To preprocess the haikus, I decided that they should retain apostophes, but no other punctuation. They should also retain numbers (for now). There are many hyphenated words and phrases, so hyphens and en dashes should be replaced with spaces. There are also unicode non-breaking spaces (`0xa0`), so those should be replaced with normal spaces. Duplicate spaces are replaced with a single space.

Further, duplicate haikus should be removed. To fascilitate duplicate removals, the line breaks are replaced with `/`'s, but the haikus are stored as lists of lines.

In [1]:
import re
import string

import pandas as pd

# Preserve alphabetic, numeric, spaces, and single quotes.
ALPHABET = frozenset(string.ascii_lowercase + " " + "'" + "/" + string.digits)

In [2]:
def preprocess(text):
    """Preprocess the text of a haiku.
    
    Remove all punctuation, except for apostophes.
    Ensure ascii character set.
    """
    # Replace 0xa0 (unicode nbsp) with an ascii space
    text = text.replace('\xa0', ' ')
    # Replace hyphen and en dash with space
    text = text.replace('-', ' ')
    text = text.replace('–', ' ')
    # Remove all other non-ascii characters
    text = text.encode('ascii', 'ignore').decode('utf-8')
    # Remove redundant whitespace
    text = re.sub(r'\s+', ' ', text).strip()

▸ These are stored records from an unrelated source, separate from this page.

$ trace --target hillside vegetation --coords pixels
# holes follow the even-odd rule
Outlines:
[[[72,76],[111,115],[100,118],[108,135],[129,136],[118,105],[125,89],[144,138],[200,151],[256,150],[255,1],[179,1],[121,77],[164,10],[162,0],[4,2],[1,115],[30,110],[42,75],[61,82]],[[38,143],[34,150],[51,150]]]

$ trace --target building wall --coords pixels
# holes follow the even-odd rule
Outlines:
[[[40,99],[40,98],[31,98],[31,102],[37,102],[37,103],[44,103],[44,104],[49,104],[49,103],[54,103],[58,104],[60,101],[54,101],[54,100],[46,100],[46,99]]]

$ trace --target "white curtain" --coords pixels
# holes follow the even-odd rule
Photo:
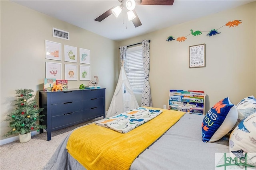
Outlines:
[[[152,100],[150,94],[150,86],[148,80],[150,65],[150,50],[148,40],[143,40],[142,44],[142,57],[143,57],[143,70],[145,75],[145,82],[142,90],[141,106],[152,107]]]
[[[111,103],[106,114],[109,117],[139,107],[124,68],[127,46],[120,47],[121,69]]]

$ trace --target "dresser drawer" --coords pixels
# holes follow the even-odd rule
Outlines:
[[[82,119],[95,118],[105,115],[104,107],[99,106],[83,110]]]
[[[52,117],[52,129],[66,125],[82,120],[82,111],[79,111]]]
[[[52,92],[51,97],[51,104],[58,104],[82,100],[81,91],[67,91]]]
[[[96,98],[88,100],[83,100],[83,110],[102,106],[104,104],[104,98]]]
[[[82,101],[70,102],[52,105],[52,117],[82,110]]]
[[[105,97],[105,89],[83,90],[83,100]]]

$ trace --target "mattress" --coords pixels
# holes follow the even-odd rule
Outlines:
[[[215,153],[229,151],[228,138],[224,137],[213,143],[204,143],[201,129],[203,118],[201,115],[185,114],[137,156],[130,169],[214,169]],[[66,148],[72,133],[61,143],[44,169],[85,169],[69,154]],[[106,169],[108,169],[107,167]]]

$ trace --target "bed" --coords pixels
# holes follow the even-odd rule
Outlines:
[[[94,123],[74,129],[60,143],[44,169],[45,170],[102,169],[102,167],[104,167],[104,169],[213,170],[215,168],[215,153],[226,153],[229,152],[229,139],[227,137],[224,136],[220,140],[212,143],[204,143],[202,141],[201,125],[204,118],[203,115],[154,107],[147,107],[146,108],[148,109],[160,110],[162,112],[154,119],[126,133],[121,133],[112,129],[96,125]],[[92,166],[90,165],[84,165],[83,162],[82,163],[81,163],[82,162],[82,161],[81,161],[81,158],[80,158],[80,159],[77,158],[78,156],[79,156],[80,155],[80,157],[81,157],[81,155],[82,154],[82,158],[83,158],[85,159],[87,159],[87,156],[90,156],[91,154],[93,155],[93,153],[91,154],[90,152],[88,152],[88,150],[84,151],[83,150],[84,149],[81,149],[83,148],[83,147],[87,144],[75,145],[76,147],[74,147],[74,149],[77,151],[80,152],[80,153],[78,154],[79,155],[76,155],[76,156],[70,152],[70,150],[68,150],[67,149],[67,147],[69,145],[70,147],[70,145],[75,146],[74,145],[77,145],[78,143],[81,141],[88,141],[89,143],[94,142],[95,136],[91,137],[91,135],[89,134],[90,135],[89,135],[86,133],[83,133],[85,131],[88,131],[88,130],[85,130],[86,129],[83,129],[86,128],[86,127],[87,127],[87,128],[88,128],[89,126],[93,126],[94,127],[94,128],[96,127],[97,129],[95,131],[93,130],[94,134],[100,133],[99,131],[102,130],[108,131],[108,132],[111,133],[119,133],[121,134],[119,135],[126,135],[132,133],[137,133],[138,132],[136,132],[136,131],[139,131],[141,127],[143,127],[143,126],[145,126],[147,125],[149,125],[150,123],[152,122],[153,121],[154,121],[155,120],[157,120],[156,119],[160,116],[166,117],[166,115],[180,115],[179,116],[180,117],[178,118],[178,121],[173,123],[173,125],[171,126],[171,127],[167,128],[163,134],[159,137],[157,137],[155,141],[146,147],[146,148],[141,152],[140,152],[139,154],[136,155],[133,158],[133,160],[129,164],[128,168],[120,168],[120,167],[118,166],[120,165],[116,164],[122,160],[126,159],[125,156],[126,155],[123,155],[121,154],[119,155],[118,150],[122,149],[116,150],[117,155],[116,156],[118,156],[117,159],[116,157],[114,157],[116,158],[114,160],[113,159],[108,160],[108,159],[110,158],[105,155],[100,158],[95,157],[96,158],[95,158],[95,160],[92,160],[92,162],[96,161],[100,162],[96,163],[94,162],[96,165],[96,166],[92,168]],[[170,120],[172,119],[172,118],[170,119]],[[168,124],[168,122],[170,121],[167,118],[164,119],[167,122],[164,124]],[[160,124],[155,123],[155,124],[159,126]],[[150,128],[148,127],[148,128],[149,132],[148,134],[147,133],[147,133],[146,135],[149,135],[149,138],[150,138],[150,135],[154,133],[154,131],[155,130],[154,129],[155,127],[153,126]],[[156,129],[156,128],[155,129]],[[91,134],[91,131],[90,131]],[[158,131],[158,130],[157,130],[156,131]],[[70,138],[76,132],[78,132],[79,133],[82,133],[82,135],[84,136],[84,138],[78,137],[77,135],[76,135],[75,142],[69,144],[70,142],[69,141],[71,140]],[[145,133],[144,133],[143,135],[145,135]],[[86,137],[84,137],[84,136]],[[114,141],[114,138],[111,137],[107,139],[108,140],[115,141],[116,145],[118,145],[118,143]],[[145,138],[144,138],[144,140],[145,143],[147,141]],[[100,150],[105,147],[106,143],[104,142],[104,141],[102,140],[101,143],[99,144],[99,147],[101,147],[101,148],[100,148]],[[130,141],[129,141],[127,142],[129,143],[126,143],[126,145],[128,145],[129,148],[131,150],[134,149],[136,150],[137,148],[135,145],[131,144],[130,142]],[[101,145],[100,146],[100,145]],[[79,146],[81,147],[78,147]],[[98,156],[100,156],[101,154],[101,153],[99,154],[98,155],[96,156],[96,157]],[[130,156],[130,154],[129,154],[128,156],[128,157]],[[111,157],[113,157],[111,156]],[[97,160],[95,160],[97,159],[98,159]],[[104,160],[104,159],[106,160]],[[101,162],[102,161],[104,163]],[[99,166],[98,166],[97,165],[99,165]],[[100,166],[100,165],[103,166]]]

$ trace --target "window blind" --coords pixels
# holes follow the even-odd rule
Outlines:
[[[142,94],[145,81],[142,45],[127,48],[124,69],[133,92]]]

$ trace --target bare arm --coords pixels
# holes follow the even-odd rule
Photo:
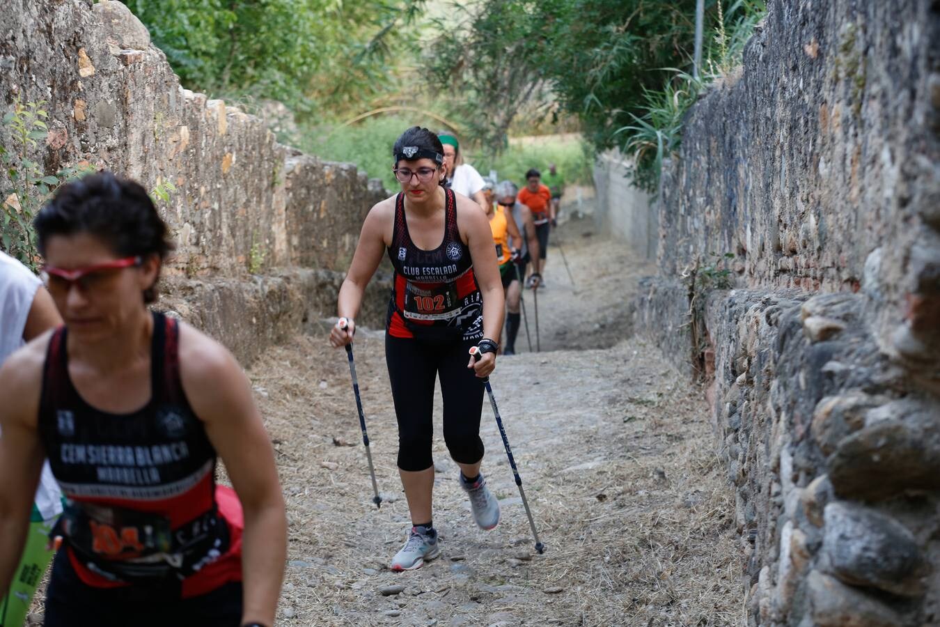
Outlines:
[[[29,527],[45,450],[37,431],[48,342],[21,349],[0,368],[0,590],[9,588]],[[15,478],[15,480],[13,479]]]
[[[36,290],[33,296],[33,305],[29,307],[29,315],[26,317],[26,325],[23,329],[23,338],[27,342],[33,337],[41,335],[44,331],[55,328],[62,324],[62,317],[55,308],[53,297],[42,286]]]
[[[382,262],[385,252],[385,235],[390,230],[391,221],[395,214],[395,197],[386,198],[378,203],[368,212],[366,221],[359,233],[359,243],[356,244],[352,262],[346,274],[342,287],[339,288],[339,298],[337,303],[337,314],[340,318],[352,321],[359,314],[362,297],[366,293],[366,286],[372,279],[376,269]],[[333,327],[330,331],[330,343],[334,348],[345,346],[352,341],[355,333],[355,323],[351,321],[346,330]]]
[[[244,512],[242,622],[274,624],[287,561],[287,518],[274,449],[248,379],[225,348],[183,326],[182,384],[226,464]]]
[[[462,202],[459,198],[457,221],[461,233],[466,237],[466,244],[473,259],[474,275],[483,296],[483,336],[498,341],[503,331],[506,303],[503,284],[499,278],[499,266],[496,264],[496,249],[493,245],[490,220],[486,217],[486,213],[473,211],[472,204]],[[478,377],[489,376],[495,365],[496,358],[492,353],[485,353],[483,358],[476,363],[470,360],[468,364],[473,366]]]

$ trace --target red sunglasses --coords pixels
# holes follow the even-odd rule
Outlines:
[[[122,259],[96,263],[92,266],[75,268],[73,270],[56,268],[55,266],[46,264],[42,266],[42,272],[45,273],[48,277],[46,285],[49,288],[65,289],[70,288],[72,285],[77,285],[85,290],[88,288],[94,287],[98,281],[107,276],[115,270],[131,268],[132,266],[136,267],[140,266],[142,263],[143,259],[139,256],[125,257]]]

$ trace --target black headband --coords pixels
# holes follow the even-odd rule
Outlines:
[[[415,161],[415,159],[431,159],[440,165],[444,163],[444,155],[435,150],[418,148],[416,146],[404,146],[400,152],[395,154],[395,162]]]

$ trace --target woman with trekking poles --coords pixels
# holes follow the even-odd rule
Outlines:
[[[65,323],[0,369],[0,588],[48,457],[67,501],[47,627],[272,627],[287,553],[274,451],[234,357],[148,308],[172,247],[152,201],[102,172],[35,227]]]
[[[398,465],[411,530],[392,558],[393,571],[420,568],[440,554],[431,519],[434,380],[444,397],[444,439],[461,468],[474,519],[492,529],[499,503],[480,473],[482,380],[495,368],[503,321],[503,288],[486,214],[445,187],[444,147],[412,127],[395,142],[393,171],[401,191],[369,211],[339,290],[336,348],[353,339],[352,320],[366,286],[388,255],[395,269],[385,324],[385,360],[399,424]],[[468,356],[471,347],[481,353]]]

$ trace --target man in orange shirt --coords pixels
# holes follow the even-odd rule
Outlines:
[[[541,173],[534,167],[525,173],[525,187],[520,190],[518,200],[532,212],[535,232],[539,238],[539,257],[541,259],[539,268],[544,273],[548,231],[556,225],[555,206],[552,203],[552,193],[546,185],[541,184]],[[539,285],[545,287],[544,279],[540,280]]]

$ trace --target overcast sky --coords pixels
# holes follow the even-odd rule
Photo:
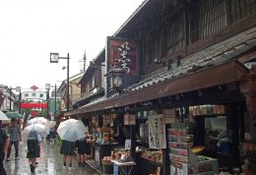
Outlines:
[[[44,88],[67,78],[66,60],[49,63],[50,52],[70,54],[70,77],[89,60],[144,0],[0,1],[0,85]]]

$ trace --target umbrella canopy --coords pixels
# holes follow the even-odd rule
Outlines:
[[[31,120],[29,120],[29,122],[27,123],[27,126],[30,126],[32,124],[42,124],[42,125],[46,125],[49,121],[44,118],[44,117],[34,117],[34,118],[32,118]]]
[[[6,112],[5,115],[10,119],[23,118],[23,116],[18,112]]]
[[[23,137],[25,140],[36,140],[37,134],[45,138],[49,134],[50,129],[42,124],[32,124],[25,127]]]
[[[0,111],[0,120],[10,120],[10,119],[5,115],[5,113]]]
[[[62,140],[75,142],[85,137],[86,126],[81,120],[68,119],[61,122],[57,133]]]
[[[46,123],[46,126],[49,128],[53,128],[53,127],[55,127],[55,125],[56,125],[55,121],[49,121],[48,123]]]

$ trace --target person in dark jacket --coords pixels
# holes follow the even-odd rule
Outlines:
[[[78,166],[85,167],[85,153],[87,150],[86,138],[80,139],[76,142],[76,147],[78,148]]]
[[[28,146],[27,158],[29,158],[29,164],[32,173],[34,172],[36,157],[40,156],[37,137],[38,134],[36,133],[36,131],[31,131],[27,141],[27,146]]]
[[[69,158],[69,170],[72,170],[73,155],[75,155],[75,142],[62,141],[60,153],[63,154],[63,169],[66,169],[66,159]]]
[[[6,175],[3,161],[7,153],[9,143],[10,143],[10,139],[7,136],[4,129],[2,129],[2,120],[0,120],[0,174],[1,175]]]

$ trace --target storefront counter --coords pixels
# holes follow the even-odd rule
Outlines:
[[[134,161],[128,161],[128,162],[113,161],[113,163],[114,163],[114,175],[135,174],[134,167],[136,163]]]
[[[103,156],[110,156],[111,150],[118,146],[118,143],[111,144],[95,144],[95,160],[98,168],[101,169],[102,163],[101,159]]]

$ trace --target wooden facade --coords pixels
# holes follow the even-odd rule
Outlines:
[[[236,153],[228,158],[228,163],[230,167],[239,166],[238,144],[243,140],[242,134],[251,133],[256,140],[255,67],[245,67],[256,58],[256,1],[148,0],[113,36],[139,43],[140,81],[97,102],[81,99],[77,109],[65,116],[111,111],[123,115],[127,107],[135,113],[224,104],[227,128],[240,135],[240,140],[233,137]],[[97,59],[101,60],[97,62],[100,65],[104,54],[101,52]],[[160,63],[156,64],[156,60]],[[204,62],[208,64],[200,66]],[[100,69],[87,70],[81,80],[84,97],[90,96],[96,87],[104,88],[100,74]],[[243,122],[247,126],[241,127],[240,134],[237,127]],[[167,151],[163,154],[166,164],[161,173],[169,174]]]

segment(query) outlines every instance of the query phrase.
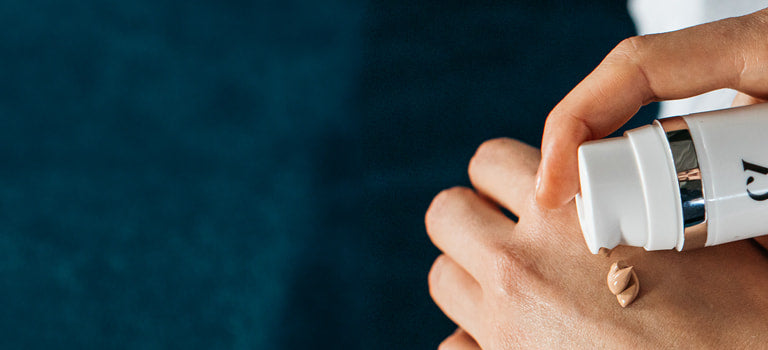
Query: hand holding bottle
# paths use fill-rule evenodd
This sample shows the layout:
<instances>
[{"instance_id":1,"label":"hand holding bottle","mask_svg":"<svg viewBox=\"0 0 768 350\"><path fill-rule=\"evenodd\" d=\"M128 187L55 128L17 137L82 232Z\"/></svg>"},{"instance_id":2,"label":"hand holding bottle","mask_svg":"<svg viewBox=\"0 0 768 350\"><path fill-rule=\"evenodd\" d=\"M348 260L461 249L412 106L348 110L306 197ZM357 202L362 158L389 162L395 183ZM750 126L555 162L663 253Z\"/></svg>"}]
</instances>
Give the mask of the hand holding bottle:
<instances>
[{"instance_id":1,"label":"hand holding bottle","mask_svg":"<svg viewBox=\"0 0 768 350\"><path fill-rule=\"evenodd\" d=\"M557 208L579 191L577 149L609 135L641 106L720 88L734 104L768 98L768 9L622 41L550 113L536 201Z\"/></svg>"}]
</instances>

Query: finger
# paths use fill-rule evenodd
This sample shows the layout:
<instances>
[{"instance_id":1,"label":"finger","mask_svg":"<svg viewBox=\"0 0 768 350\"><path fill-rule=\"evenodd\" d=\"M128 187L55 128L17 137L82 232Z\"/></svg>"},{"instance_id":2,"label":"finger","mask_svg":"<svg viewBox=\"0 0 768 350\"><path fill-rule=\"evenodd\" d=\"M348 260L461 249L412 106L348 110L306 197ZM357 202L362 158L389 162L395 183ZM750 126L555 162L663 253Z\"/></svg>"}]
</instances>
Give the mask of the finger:
<instances>
[{"instance_id":1,"label":"finger","mask_svg":"<svg viewBox=\"0 0 768 350\"><path fill-rule=\"evenodd\" d=\"M481 325L480 285L445 254L435 260L429 271L429 294L440 310L462 328L471 332Z\"/></svg>"},{"instance_id":2,"label":"finger","mask_svg":"<svg viewBox=\"0 0 768 350\"><path fill-rule=\"evenodd\" d=\"M768 96L768 12L622 41L547 117L536 200L556 208L578 192L576 151L652 101L733 88Z\"/></svg>"},{"instance_id":3,"label":"finger","mask_svg":"<svg viewBox=\"0 0 768 350\"><path fill-rule=\"evenodd\" d=\"M749 106L754 105L758 103L763 103L765 100L753 96L749 96L743 92L739 92L736 94L736 97L733 98L733 103L731 104L731 107L739 107L739 106Z\"/></svg>"},{"instance_id":4,"label":"finger","mask_svg":"<svg viewBox=\"0 0 768 350\"><path fill-rule=\"evenodd\" d=\"M539 150L512 139L484 142L469 162L478 192L522 216L533 199Z\"/></svg>"},{"instance_id":5,"label":"finger","mask_svg":"<svg viewBox=\"0 0 768 350\"><path fill-rule=\"evenodd\" d=\"M454 187L440 192L427 210L432 243L478 281L488 275L515 223L474 191Z\"/></svg>"},{"instance_id":6,"label":"finger","mask_svg":"<svg viewBox=\"0 0 768 350\"><path fill-rule=\"evenodd\" d=\"M440 343L438 350L480 350L480 345L469 333L459 328Z\"/></svg>"}]
</instances>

    return ''.join(filter(ALPHABET.__contains__, text.lower()))

In [3]:
preprocess('fadf\xa0asd/f&!^#\'""ASDFIU')

"fadf asd/f'asdfiu"

In [4]:
# Use a set to remove duplicates.
haikus = set()
with open('haikus.txt', 'r', encoding='utf-8') as datafile:
    haiku = ''
    for line in datafile:
        line = line.strip()
        if line:
            # Separate lines with `/`, but not if it's the first line in the haiku
            if haiku:
                haiku += '/'
            haiku += line
        # A blank line an a nonempty haiku list signal the end of a haiku.
        elif not line and haiku:
            haikus.add(preprocess(haiku))
            haiku = ''
rows = []
for haiku in haikus:
    # Store the haikus as a list of lines, to fascilitate easier analysis.
    haiku = haiku.split('/')
    row = {
        'haiku': haiku,
        'lines': len(haiku),
    }
    rows.append(row)

In [5]:
haikus = pd.DataFrame(rows)
max_row = haikus['lines'].idxmax()
print(haikus.loc[max_row])
haikus.tail()

haiku    [sucking, chocolate squares, oh it's a lonely ...
lines                                                    5
Name: 866, dtype: object


Unnamed: 0,haiku,lines
23194,"[thunder, the farmers at the, credit union app...",3
23195,"[first date, letting her put snow, down my neck]",3
23196,"[migrating birds, i hear his voice in the wind...",3
23197,"[peace officers' memorial, the empty slots, fo...",3
23198,"[striking a match, dawn flashed in, the oval m...",3


In [None]:
haikus.to_csv('haikus.csv')